Un coût de transport non négligeable

L’abreuvement devient un challenge pour les éleveurs confrontés à des sécheresses à répétition. Avec une consommation de 100 l par jour et par bovin allaitant, l’abreuvement représente un coût important. « Dans un quart des exploitations, c’est une heure par jour en été pour transporter l’eau, en moyenne 2 280 € par an, soit 16 € par bovin et pour 11,5 % d’entre elles, cela dépasse 5 000 € par an détaille Jean-Emmanuel Vernon, chargé de mission à la Chambre d’agriculture. Un puits filtrant avec un bac revient entre 2 000 € et 3 000 € et un forage avec pompe entre 7 000 € et 9 000 €, un investissement qui s’amortit très vite. Et quand il traîne de l’eau, l’agriculteur ne fait pas autre chose. » 

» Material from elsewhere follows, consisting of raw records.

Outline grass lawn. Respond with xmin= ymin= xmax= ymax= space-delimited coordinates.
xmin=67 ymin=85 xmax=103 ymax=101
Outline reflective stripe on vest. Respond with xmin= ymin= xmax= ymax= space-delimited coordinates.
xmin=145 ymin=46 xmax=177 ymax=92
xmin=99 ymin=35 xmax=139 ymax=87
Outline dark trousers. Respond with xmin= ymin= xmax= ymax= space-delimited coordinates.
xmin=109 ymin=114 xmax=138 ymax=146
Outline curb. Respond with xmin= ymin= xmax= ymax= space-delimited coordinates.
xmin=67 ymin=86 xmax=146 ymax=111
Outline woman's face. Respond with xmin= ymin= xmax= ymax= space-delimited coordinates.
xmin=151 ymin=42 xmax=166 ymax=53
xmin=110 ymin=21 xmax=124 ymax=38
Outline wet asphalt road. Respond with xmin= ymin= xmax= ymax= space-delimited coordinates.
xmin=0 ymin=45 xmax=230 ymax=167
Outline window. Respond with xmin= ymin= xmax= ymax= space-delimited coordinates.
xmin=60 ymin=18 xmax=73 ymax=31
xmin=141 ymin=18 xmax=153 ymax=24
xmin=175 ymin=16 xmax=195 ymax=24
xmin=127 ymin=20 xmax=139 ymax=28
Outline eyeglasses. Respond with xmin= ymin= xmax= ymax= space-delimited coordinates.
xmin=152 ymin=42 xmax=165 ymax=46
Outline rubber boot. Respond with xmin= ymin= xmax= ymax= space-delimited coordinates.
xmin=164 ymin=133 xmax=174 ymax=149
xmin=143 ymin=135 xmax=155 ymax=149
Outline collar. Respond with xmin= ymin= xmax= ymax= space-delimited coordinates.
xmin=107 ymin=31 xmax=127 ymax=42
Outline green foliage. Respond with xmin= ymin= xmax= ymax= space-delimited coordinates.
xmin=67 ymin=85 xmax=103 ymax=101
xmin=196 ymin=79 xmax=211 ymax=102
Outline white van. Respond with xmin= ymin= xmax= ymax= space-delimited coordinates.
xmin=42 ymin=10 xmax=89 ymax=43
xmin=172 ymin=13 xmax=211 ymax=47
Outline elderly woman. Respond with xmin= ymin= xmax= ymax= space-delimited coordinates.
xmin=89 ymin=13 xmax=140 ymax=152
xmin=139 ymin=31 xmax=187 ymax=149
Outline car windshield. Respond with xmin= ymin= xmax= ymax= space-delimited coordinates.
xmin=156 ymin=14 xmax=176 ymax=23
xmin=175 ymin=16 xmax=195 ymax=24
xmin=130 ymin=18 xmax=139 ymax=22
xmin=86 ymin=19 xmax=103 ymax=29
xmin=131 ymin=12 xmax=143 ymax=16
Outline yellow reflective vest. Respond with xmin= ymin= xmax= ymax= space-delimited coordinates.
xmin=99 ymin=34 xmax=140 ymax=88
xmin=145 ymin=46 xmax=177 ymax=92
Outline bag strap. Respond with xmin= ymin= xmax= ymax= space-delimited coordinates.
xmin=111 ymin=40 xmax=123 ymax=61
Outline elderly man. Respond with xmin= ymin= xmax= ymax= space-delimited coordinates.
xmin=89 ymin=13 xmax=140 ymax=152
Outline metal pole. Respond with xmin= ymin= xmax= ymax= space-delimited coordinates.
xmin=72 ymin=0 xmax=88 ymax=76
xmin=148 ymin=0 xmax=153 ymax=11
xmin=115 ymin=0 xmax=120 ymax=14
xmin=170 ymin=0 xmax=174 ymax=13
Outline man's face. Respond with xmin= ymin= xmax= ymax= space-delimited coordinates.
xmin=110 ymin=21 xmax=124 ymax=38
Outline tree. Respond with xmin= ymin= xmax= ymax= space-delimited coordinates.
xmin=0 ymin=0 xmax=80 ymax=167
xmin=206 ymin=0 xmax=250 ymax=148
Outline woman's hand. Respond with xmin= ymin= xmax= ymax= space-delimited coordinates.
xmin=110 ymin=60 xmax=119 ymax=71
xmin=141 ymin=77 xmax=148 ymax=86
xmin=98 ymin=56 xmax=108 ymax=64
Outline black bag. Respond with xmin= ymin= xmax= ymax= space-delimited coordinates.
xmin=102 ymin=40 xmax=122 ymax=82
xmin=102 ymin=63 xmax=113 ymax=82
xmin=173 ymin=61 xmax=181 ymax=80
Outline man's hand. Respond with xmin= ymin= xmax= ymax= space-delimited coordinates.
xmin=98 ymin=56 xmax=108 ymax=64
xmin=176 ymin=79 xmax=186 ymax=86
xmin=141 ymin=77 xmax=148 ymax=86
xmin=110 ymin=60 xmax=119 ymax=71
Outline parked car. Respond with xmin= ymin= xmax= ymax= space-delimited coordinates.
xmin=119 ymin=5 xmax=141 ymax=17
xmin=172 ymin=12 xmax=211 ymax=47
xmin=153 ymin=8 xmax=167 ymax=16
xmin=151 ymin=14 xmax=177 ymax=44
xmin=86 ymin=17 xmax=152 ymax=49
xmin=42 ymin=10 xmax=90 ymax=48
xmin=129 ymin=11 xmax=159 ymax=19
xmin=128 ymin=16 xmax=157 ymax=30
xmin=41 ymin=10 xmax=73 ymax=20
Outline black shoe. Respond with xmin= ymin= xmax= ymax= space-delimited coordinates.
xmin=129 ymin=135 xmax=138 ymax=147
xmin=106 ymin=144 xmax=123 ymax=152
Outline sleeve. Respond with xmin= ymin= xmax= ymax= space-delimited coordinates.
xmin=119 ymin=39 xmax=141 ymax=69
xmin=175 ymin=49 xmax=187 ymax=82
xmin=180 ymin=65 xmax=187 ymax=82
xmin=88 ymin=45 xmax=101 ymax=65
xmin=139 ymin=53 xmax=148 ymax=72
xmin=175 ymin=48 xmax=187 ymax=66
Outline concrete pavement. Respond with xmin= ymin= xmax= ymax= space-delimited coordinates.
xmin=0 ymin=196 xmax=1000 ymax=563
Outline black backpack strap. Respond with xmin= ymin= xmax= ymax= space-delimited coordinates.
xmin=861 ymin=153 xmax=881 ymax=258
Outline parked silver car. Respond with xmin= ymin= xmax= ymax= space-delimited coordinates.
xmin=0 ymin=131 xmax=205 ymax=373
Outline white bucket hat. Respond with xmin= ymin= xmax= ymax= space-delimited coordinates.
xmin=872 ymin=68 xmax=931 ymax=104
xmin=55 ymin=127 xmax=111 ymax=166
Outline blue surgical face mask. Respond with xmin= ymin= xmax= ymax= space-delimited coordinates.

La pompe solaire alimente la parcelle située 38 m au-dessus.

Cette pompe solaire innovante a été conçue par la société Base située à Canéjan (Gironde) après deux ans de R&D. Une centaine a été mise en service. « Nous dimensionnons et commercialisons des solutions d’abreuvement solaires de grande capacité jusqu’à 100 vaches et 50 m de profondeur précise Damien Fradin, responsable de projet, nos pompes peuvent être installées sur un puits, un forage ou toute autre source avec une arrivée d’eau régulière, abondante et peu chargée en impuretés ». Les kits sont installés par les agriculteurs. Le seul frein est le risque de gel des flotteurs pour ceux qui font du plein air, limité cependant à quelques jours par an.